Discovery of exploitable conditions through predicate inference

An efficient access strategy for virtually any query relies on the presence of sargable conditions in the WHERE, ON, and HAVING clauses. Indexed retrieval is possible only by exploiting sargable conditions as matching predicates. In addition, hash, merge, and block-nested loops join can only be used when an equijoin condition is present. For these reasons, SQL Anywhere does detailed analysis of the search conditions in the original query text to discover simplified or implied conditions that can be exploited by the optimizer.

As a preprocessing step, several simplifications are made to predicates in the original statement once view expansion and merging have taken place. For example:

  • X = X is rewritten as X IS NOT NULL if X is nullable; otherwise, the predicate is eliminated.

  • ISNULL(X,X) is rewritten as X.

  • X+0 is rewritten as X if X is a numeric column.

  • AND 1=1 is eliminated.

  • OR 1=0 is eliminated.

  • IN-list predicates that consist of a single element are converted to simple equality conditions.

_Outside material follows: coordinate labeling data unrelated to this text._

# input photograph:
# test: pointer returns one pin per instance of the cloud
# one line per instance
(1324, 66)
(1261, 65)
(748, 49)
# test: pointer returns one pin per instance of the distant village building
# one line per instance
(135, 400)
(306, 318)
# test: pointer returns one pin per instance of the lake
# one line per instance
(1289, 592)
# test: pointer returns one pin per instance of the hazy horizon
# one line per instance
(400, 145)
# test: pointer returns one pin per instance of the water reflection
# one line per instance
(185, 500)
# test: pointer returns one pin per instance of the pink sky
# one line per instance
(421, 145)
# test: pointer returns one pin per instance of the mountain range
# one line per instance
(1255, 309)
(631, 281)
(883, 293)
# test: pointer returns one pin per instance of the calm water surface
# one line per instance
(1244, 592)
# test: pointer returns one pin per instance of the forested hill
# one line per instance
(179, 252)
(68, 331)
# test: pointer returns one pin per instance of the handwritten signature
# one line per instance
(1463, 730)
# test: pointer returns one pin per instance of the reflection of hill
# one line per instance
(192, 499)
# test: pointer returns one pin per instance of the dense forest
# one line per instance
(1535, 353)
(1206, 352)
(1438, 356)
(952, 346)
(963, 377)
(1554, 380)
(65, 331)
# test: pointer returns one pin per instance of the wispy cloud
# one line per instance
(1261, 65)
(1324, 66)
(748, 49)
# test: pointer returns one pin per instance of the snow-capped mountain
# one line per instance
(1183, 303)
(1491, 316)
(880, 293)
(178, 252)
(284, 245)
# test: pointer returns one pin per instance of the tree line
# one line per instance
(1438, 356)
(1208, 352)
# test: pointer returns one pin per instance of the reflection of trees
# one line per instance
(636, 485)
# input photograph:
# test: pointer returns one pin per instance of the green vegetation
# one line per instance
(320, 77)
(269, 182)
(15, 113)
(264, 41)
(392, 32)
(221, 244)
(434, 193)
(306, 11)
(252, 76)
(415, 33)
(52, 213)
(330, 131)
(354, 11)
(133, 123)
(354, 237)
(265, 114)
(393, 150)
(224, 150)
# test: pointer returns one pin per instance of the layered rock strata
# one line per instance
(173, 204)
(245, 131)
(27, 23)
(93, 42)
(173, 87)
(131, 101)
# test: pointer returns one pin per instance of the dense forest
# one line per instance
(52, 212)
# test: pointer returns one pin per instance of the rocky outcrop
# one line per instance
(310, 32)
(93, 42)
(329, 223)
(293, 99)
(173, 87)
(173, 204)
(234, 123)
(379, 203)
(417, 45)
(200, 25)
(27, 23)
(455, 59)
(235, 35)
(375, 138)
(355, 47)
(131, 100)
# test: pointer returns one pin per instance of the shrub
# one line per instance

After this preprocessing step, SQL Anywhere attempts to normalize the original search condition into conjunctive normal form (CNF). For an expression to be in CNF, each term in the expression must be AND'ed together. Each term is either made up of a single atomic condition, or a set of conditions OR'ed together.

Converting an arbitrary condition into CNF may yield an expression of similar complexity, but with a much larger set of conditions. SQL Anywhere recognizes this situation, and refrains from naively converting the condition into CNF. Instead, SQL Anywhere analyzes the original expression for exploitable predicates that are implied by the original search condition, and ANDs these inferred conditions to the query. Complete normalization is also avoided if this requires duplication of an expensive predicate (for example, a quantified subquery predicate). However, the algorithm merges IN-list predicates together whenever feasible.

Once the search condition has either been completely normalized or the exploitable conditions have been found, the optimizer performs transitivity analysis to discover transitive equality conditions, primarily transitive join conditions and conditions with a constant. In doing so, the optimizer increases its degrees of freedom when performing join enumeration during its cost-based optimization phase, since these transitive conditions may permit additional alternative join orders.